O Brasil já ocupa o terceiro lugar em mortalidade no trânsito entre 88 países, e com mudanças feitas sem base técnica, a situação tende a piorar.
Entre as medidas mais polêmicas está a proposta de extensão do prazo de validade da CNH de cinco para dez anos e o aumento de 20 para 40 nos pontos necessários para o condutor perder a Carteira Nacional de Habilitação (CNH) no período de um ano. O presidente disse nesta quarta-feira que se dependesse dele, o número seria 60.
Também está na lista de mudanças o fim da multa de 293,47 reais a quem deixar de usar cadeirinha para crianças de até sete anos e meio, substituídos por uma advertência escrita, e a multa mais branda para motociclista que estiver sem viseira ou óculos de proteção.

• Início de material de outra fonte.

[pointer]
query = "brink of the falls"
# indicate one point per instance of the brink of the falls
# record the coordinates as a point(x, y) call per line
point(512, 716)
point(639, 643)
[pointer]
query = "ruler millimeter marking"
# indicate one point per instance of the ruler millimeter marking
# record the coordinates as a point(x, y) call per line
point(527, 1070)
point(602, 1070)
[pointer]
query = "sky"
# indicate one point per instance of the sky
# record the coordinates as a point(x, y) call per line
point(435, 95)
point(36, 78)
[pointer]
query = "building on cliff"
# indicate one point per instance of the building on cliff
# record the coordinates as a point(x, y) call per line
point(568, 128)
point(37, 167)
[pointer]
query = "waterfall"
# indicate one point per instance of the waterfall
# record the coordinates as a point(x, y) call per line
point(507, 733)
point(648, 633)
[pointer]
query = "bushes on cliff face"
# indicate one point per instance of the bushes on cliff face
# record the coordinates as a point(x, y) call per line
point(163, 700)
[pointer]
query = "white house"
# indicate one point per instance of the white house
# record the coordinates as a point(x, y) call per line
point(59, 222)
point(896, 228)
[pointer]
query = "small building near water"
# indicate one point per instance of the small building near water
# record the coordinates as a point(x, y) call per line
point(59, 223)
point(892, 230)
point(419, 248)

Segundo o mais recente relatório da Organização Mundial da Saúde, em 2016 o Brasil teve 19,7 mortes no trânsito a cada 100 mil habitantes. Com isso, ocupa o terceiro lugar entre 88 países considerados com base de dados confiáveis nessa área, atrás somente de Belize e da Índia.
Só em 2017, segundo dados mais recentes do Ministério da Saúde, 37 mil brasileiros morreram no trânsito enquanto outros 380 mil tiveram algum tipo de sequela e precisaram receber indenização, de acordo com o Seguro de Danos Pessoais Causados por Veículos Automotores de Via Terrestre, mais conhecido como DPVAT.
Diante de dados estatísticos tão alarmantes é absurdo e impensável se imaginar que alguém em sã consciência tenha coragem de defender o afrouxamento das leis de trânsito. Estamos falando de vidas, de pessoas, de famílias, de crianças.